I only do a saltwater aquarium for 3 weeks a year.

I'm four days into my first week.

I read with interest the description in another thread about algae.

I always get a bunch all over the aquarium and just get in the aquarium once every three or four days and wipe down the walls and the glass.

Do starfish eat algae?

I run the aquarium on the coast (about 100 meters from the beach). I catch my own fish. I can get all the starfish and snails I want (for FREE!).

Starfish --and five different species of urchins -- just happen to be easier to get than the snails.

Joe


----------



## Reefing Madness (Aug 12, 2011)

Snails and Urchins, not Starfish.


----------



## BABOafrica (Sep 11, 2012)

Reefing Madness said:


> Snails and Urchins, not Starfish.


Well, now that we're on the subject, let me ask if starfish have any negative impact on the fish in an aquarium?

Joe


----------



## Reefing Madness (Aug 12, 2011)

Nope, no negatives. They are great to have. Ya gotta feed em couple times a week though.


----------



## freshwater77 (May 24, 2011)

Ehhhh some starfish can eat small or slow tank creatures and I've heard some will eat beneficial reef components. Here's an article I found if you like to peruse it...

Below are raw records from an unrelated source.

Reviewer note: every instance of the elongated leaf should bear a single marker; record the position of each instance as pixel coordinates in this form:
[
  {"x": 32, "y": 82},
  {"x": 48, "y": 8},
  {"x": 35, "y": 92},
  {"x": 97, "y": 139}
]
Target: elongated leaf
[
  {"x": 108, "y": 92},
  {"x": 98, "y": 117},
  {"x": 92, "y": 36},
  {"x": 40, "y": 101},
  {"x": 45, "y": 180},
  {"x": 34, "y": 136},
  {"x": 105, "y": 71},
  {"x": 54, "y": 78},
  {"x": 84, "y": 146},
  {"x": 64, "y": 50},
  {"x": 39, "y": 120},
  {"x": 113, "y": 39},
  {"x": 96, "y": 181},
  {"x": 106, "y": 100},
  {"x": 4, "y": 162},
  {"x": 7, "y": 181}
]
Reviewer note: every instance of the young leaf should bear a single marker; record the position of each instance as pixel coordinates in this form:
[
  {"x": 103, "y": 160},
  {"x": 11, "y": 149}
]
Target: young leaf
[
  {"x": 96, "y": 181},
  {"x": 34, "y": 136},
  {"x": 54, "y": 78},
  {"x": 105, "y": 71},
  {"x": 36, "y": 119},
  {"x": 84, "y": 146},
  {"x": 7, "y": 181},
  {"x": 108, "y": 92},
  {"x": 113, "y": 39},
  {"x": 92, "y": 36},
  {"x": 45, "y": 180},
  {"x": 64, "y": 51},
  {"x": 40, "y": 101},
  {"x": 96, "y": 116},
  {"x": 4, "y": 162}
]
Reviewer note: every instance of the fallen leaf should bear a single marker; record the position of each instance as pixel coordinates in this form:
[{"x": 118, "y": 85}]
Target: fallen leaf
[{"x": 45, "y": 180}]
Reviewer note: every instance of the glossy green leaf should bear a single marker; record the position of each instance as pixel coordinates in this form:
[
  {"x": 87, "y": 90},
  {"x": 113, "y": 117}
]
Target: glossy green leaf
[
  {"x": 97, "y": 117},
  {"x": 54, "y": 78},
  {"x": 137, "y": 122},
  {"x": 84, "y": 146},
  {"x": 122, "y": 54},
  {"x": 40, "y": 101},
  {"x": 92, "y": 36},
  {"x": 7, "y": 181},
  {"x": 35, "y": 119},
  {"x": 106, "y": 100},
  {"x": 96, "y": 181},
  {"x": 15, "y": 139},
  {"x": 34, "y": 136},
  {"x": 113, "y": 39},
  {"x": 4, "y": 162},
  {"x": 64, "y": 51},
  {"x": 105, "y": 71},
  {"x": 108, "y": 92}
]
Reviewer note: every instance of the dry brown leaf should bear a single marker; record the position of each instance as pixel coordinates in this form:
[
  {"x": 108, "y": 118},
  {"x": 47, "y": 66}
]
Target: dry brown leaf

Reef Safe Starfish For The Reef Aquarium


----------



## Reefing Madness (Aug 12, 2011)

Misleading article, as no one should get a sand sifting starfish, they starve out in our systems.
Basically they are all scavengers, just like snails and hermits, so they have little to no impact in our systems, other than eating critters that most don't want in their tanks anyway.
So as stated, they should be fed to keep them alive, as we normally don't have enough food for them in our systems to keep them alive. Most don't anyways. I have to feed mine from time to time.


----------